以上により、押さえ部材80Iは、その第1当接部81がフィルタ90の内周面に所定の付勢力をもって弾性付勢された状態で接触配置されることになるとともに、その第2当接部82がガス発生剤61に所定の付勢力をもって弾性付勢された状態で接触配置されることになる。したがって、燃焼室60に収容された複数の粒状成形体からなるガス発生剤61は、押さえ部材80Iによって底板部11側に向けて弾性付勢された状態で保持されることになり、非作動時におけるガス発生剤61の破砕が未然に防止できることになる。
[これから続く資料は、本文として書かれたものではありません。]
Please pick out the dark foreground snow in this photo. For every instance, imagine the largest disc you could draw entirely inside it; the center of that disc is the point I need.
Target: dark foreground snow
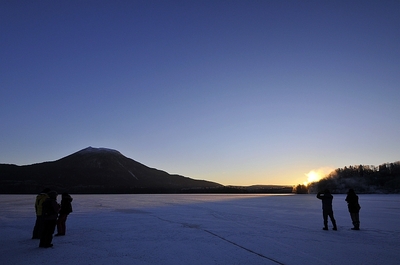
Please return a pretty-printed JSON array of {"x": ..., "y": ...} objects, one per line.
[{"x": 204, "y": 229}]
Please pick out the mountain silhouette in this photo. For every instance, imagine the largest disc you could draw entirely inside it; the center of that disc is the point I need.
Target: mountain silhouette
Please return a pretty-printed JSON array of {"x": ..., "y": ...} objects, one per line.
[{"x": 95, "y": 170}]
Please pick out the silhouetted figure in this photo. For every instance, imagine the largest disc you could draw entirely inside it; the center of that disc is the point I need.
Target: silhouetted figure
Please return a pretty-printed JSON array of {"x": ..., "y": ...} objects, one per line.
[
  {"x": 327, "y": 198},
  {"x": 66, "y": 209},
  {"x": 354, "y": 208},
  {"x": 38, "y": 228},
  {"x": 50, "y": 211}
]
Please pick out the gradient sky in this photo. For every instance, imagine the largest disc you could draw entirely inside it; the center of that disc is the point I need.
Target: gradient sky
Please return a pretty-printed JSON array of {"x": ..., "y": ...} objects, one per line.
[{"x": 236, "y": 92}]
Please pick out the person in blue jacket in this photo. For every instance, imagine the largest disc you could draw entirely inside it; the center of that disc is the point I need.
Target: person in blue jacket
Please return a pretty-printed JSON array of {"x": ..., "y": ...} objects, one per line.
[
  {"x": 354, "y": 208},
  {"x": 327, "y": 210}
]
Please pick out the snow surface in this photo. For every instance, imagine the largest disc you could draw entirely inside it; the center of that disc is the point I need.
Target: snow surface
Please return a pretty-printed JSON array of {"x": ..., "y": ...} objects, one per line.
[{"x": 204, "y": 229}]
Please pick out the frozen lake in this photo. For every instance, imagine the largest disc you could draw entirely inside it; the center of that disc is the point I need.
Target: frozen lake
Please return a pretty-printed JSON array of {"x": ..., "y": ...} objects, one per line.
[{"x": 204, "y": 229}]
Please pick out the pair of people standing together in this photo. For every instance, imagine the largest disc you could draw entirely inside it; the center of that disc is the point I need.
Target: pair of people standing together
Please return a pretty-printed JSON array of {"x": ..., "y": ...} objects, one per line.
[
  {"x": 50, "y": 214},
  {"x": 352, "y": 204}
]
図16は、図14に示すガス発生器に具備された押さえ部材の非組付状態における一部破断側面図である。次に、この図16を参照して、非組付状態における押さえ部材80Iの構造について説明する。
上述したように、本実施の形態においては、押さえ部材80Iとして金属製の網材の成形品を用いている。これにより、押さえ部材80Iは、適度な弾性を有することになり、上述した付勢力B1,B2の大きさは、主として押さえ部材80Iの接続部83の非組付状態における構造によって決まることになる。また、当該付勢力B1,B2を十分に発現させるためには、押さえ部材80Iの接続部83が天板部21によって底板部11側であってかつ内側に向けて押し曲げられた状態とされていることが重要であり、接続部83が当該状態に押し曲げられるか否かについても、基本的には押さえ部材80Iの接続部83の非組付状態における構造によって決まることになる。
図16に示すように、本実施の形態においては、押さえ部材80Iの第1当接部81に連続する部分である接続部83の外側バネ部85が、非組付状態において、接続部83と第1当接部81の境界部から遠ざかるにつれて内側に向けて傾斜する傾斜形状を有している。このように構成することにより、接続部83の先端当接部84に軸方向に沿って外力が加えられた場合(すなわち、図16において上方から下方に向けて外力が加えられた場合)に、接続部83が、その内側に向けて倒れ込むように変形するようになる。したがって、上述した付勢力B1,B2を十分に大きなものとすることができる。
また、この場合において、押さえ部材80Iの第2当接部82に連続する部分である接続部83の内側バネ部86が、非組付状態において、軸方向に略平行となるようにより起立した直立形状を有していることにより、第2当接部82をガス発生剤61に向けて弾性付勢する付勢力B2をより大きく確保することも可能になる。
したがって、図16に示す如くの非組付状態における構造を有する押さえ部材80Iを用いることにより、図14および図15において示した押さえ部材80Iの組付構造を実現することができる。
なお、ここでは、その説明は省略するが、本実施の形態におけるガス発生器における組立態様および作動時における動作は、基本的に上述した実施の形態1におけるそれらと同様のものとなる。
以上において説明した本実施の形態におけるガス発生器1Bにあっても、上述した如くの単一の部品からなる押さえ部材80Iを用いることによって、作動時におけるガスの漏れ出しと非作動時におけるガス発生剤61の破砕とが同時に防止できることになる。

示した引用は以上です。